Investigations conducted by ECRI found hospitals often either failed to have protocols or had inconsistent ones. It's a timely issue, ECRI says, as hospitals need to implement protocols to meet new Joint Commission requirements taking effect in 2016.
Data integrity issues related to missing, incorrect or incomplete information in EHRs was next on the list, a concern for the second year in a row. Examples includes a patient's data appearing in another patient's record, outdated information copied and pasted repeatedly and default values populating fields with erroneous information.
Several concerns on the list have a health IT component. “Information technology is pervading healthcare delivery today in a way it did not 10 years ago,” Marella said. “It's enabling us to do things we couldn't do before … but as with any disruptive technology, it also can have unintended consequences.”
For example, No. 5 on the list was inadequate care coordination during medication reconciliations, since overreliance on EHRs can compromise the process. Also No. 10, medication errors linked to pound-to-kilogram conversions, can be compounded by default values in the electronic systems.
No. 8 on the list is the reprocessing of surgical instruments and endoscopes. Scopes are used in more than 500,000 procedures each year, but were recently connected with two highly publicized outbreaks of drug-resistant bacteria.
The list also points to issues associated with the managing of patient violence. A worker could face up to 15 incidents of patient violence a day according to No. 3 on the ECRI list.
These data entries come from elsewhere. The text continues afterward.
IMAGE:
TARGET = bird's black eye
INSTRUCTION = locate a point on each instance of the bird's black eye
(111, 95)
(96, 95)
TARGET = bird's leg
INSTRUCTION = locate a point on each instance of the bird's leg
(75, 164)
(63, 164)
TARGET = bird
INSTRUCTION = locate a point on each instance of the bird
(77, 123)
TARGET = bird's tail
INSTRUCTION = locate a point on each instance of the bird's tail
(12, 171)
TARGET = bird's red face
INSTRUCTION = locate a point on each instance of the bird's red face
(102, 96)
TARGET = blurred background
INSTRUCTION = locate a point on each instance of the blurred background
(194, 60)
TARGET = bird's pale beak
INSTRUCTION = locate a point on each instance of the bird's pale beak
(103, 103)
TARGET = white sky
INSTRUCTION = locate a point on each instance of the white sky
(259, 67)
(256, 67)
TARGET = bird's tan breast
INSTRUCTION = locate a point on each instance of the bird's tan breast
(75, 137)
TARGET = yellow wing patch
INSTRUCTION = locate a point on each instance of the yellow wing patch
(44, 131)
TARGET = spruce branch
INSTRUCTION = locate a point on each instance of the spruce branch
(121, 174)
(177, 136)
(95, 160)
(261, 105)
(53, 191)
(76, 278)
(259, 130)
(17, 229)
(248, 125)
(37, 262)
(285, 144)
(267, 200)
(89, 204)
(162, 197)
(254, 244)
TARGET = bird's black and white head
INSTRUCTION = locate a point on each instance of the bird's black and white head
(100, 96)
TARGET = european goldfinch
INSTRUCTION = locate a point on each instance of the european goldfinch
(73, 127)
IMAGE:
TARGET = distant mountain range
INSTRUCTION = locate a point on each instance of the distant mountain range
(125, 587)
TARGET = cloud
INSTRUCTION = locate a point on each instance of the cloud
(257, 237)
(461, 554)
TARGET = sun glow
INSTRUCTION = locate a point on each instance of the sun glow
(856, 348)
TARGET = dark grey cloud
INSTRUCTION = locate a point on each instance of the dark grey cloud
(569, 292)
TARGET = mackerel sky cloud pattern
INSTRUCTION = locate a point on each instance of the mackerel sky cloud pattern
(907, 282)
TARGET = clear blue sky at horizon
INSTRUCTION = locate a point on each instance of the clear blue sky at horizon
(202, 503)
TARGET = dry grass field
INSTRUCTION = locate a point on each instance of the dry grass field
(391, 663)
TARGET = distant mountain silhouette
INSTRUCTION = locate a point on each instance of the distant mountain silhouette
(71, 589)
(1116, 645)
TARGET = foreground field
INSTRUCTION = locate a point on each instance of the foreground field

This week a 25-member panel of experts convened by the American Nurses Association issued a draft report that includes recommendations on preventing and reducing workplace violence. That report will be available for public comment through April 30.
The list also highlights IV line mix-ups; failures to conduct independent double checks; opioid-related events and inadequate patient handoffs, all of which Marella says are perennial problems. Though the items are ranked according to frequency of events reported through ECRI's patient-safety organization, hospitals will want to prioritize the concerns based on their individual organization's needs and those of their patient population, he said.